Shortly after 12:30 hours, I embarked on a stroll around my neighbourhood.
Which way was I likely to come across a polling unit?
I turned right, aware there was at least one secondary school in that direction.
That is an apt location for the election process.
The street was deserted and I snapped some photographs of the scene.
I observed the few vehicles and motorcycles were headed in one direction – forward.
Soon after I turned into Nasarawa area of Arkilla, I observed increased activities.
There were more people on the road moving in both ways.
On the opposite side of the street to my left inside a building was a crowd in a queue.
It was certainly a polling centre.
For at least five minutes, I stood on the spot and took photographs for my publications.
Civilians were around me.
My cellphone was clearly visible and sometimes even my fingers.
I did not fidget with my clothes or under my Hijab.
My purpose was to give adequate opportunity to anyone – civilian or law enforcement agent – observing me to verify I pose no security threat.
I knew better.
I overestimated the people.
Stupidity has no cure or vacation.
Actually, I had hoped against all odds that for once, the Hausa-Fulani would utilise common sense.
I gave them too much credit.
As I confided to the police, I left my home despite concerns for my safety just to show that elections were peaceful in Sokoto.
Elections were peaceful indeed, should peaceful signify willingness to lynch an innocent person over culture.
Again to the police:
I took pictures openly. If they had any sense, they would have known I was not a security threat. Boko Haram suicide bombers do not pause to take pictures.
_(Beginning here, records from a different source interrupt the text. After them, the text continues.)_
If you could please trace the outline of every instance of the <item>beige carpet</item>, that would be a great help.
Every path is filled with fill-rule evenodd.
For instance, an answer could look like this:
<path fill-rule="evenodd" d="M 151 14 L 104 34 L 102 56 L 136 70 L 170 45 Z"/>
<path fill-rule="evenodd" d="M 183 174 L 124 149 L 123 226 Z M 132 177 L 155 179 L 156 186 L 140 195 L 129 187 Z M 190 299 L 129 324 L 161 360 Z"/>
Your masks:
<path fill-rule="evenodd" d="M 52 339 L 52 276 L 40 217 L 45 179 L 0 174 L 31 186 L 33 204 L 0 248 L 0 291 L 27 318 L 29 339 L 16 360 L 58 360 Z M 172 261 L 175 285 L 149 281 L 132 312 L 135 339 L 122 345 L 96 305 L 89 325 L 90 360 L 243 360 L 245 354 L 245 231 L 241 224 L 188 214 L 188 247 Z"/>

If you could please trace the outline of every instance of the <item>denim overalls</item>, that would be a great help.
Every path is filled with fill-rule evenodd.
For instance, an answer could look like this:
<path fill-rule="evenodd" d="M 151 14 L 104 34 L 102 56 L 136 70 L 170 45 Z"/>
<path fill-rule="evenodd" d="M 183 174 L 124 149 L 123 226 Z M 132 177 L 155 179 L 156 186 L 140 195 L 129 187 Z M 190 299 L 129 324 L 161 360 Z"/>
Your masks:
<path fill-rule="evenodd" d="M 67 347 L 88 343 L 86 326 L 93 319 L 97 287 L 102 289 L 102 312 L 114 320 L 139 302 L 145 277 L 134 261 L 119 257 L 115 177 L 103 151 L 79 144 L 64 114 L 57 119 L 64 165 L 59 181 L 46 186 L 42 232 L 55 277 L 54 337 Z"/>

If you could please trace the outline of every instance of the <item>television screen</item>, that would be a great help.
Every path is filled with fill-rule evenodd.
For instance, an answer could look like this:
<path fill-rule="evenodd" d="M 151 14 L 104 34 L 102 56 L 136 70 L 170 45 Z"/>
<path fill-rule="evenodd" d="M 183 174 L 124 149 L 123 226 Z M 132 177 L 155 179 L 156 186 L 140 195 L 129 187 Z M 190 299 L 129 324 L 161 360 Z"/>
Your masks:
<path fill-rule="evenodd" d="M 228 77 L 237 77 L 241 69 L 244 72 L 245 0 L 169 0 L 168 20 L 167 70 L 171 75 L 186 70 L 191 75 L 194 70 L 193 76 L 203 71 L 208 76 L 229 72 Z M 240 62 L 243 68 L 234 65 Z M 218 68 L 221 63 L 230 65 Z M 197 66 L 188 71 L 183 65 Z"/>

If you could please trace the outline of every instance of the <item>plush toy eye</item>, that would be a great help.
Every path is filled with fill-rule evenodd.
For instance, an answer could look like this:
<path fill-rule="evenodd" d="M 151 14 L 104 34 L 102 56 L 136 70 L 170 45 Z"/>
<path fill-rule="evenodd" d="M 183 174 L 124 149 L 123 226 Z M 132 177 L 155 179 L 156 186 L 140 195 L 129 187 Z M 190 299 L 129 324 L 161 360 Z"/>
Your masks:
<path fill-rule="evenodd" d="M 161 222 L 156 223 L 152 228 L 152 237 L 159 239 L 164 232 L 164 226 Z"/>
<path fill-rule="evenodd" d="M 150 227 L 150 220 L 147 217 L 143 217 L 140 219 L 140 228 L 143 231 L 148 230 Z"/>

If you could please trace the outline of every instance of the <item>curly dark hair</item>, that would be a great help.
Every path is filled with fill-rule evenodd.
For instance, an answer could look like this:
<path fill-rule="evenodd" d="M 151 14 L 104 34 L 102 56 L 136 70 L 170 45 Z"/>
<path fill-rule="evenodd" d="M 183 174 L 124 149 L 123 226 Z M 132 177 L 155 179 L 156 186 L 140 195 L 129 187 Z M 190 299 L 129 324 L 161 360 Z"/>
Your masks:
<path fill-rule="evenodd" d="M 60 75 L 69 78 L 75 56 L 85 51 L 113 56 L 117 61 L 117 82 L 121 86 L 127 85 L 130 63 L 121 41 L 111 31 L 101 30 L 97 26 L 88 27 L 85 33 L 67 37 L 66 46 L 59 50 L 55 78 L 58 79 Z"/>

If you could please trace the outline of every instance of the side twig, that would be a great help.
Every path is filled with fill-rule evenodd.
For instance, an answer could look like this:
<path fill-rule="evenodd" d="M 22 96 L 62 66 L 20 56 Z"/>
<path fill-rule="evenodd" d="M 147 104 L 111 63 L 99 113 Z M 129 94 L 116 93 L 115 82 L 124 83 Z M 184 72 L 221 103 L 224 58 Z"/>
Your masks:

Hausa-Fulanis knew I was taking pictures, after all that was their complaint to security agents.
Yet, the culture of idiocy must be upheld.
We really are in trouble in this nation.
I still love you Nigeria!
In any case, I proceeded along the road until I observed another polling unit at the end of the street.
Prior to reaching the end of the road, some young Hausa-Fulani men approached me.
I regret addressing them.
One must never engage imbeciles in a conversation.
I overheard some men insist I remove my Niqab.
On my way back, a vehicle pulled beside me.
An official possibly of the Independent National Electoral Commission ~INEC asked several questions.
People had complained I was snapping photographs, which I confirmed.
Men began to gather around me issuing threats.
The official asked them to disperse.
Another vehicle halted and a law enforcement agent walked towards me.
I was driven to Wamakko Division Police Station which was along the street and searched.
From there, I was taken to State Police Command.
After interrogation and writing a statement, I was assured I will leave at 17:00 hours the official end of restriction on vehicular movement.
I was kept at the Command for my safety so I am not lynched.
At the end of my interaction with the Assistant Commissioner Of Police, I asked that the police enlighten these people that:
Their culture or religion is not the law.
My profound appreciations to the Nigerian Police, to my great friend who spoke on my behalf and of course to Nigeria.
It is only in Nigeria that one can state to the police that one has the freedom to be different and the police uphold that right.
It is only in Nigeria that one can tell the police one prefers not to reveal one’s Religion to avoid religious impositions and the police respect that right.
On the statement form, my religion is atheism.
Thank you NIGERIA.
You have my loyalty forever.
Long live the Federal Republic Of Nigeria.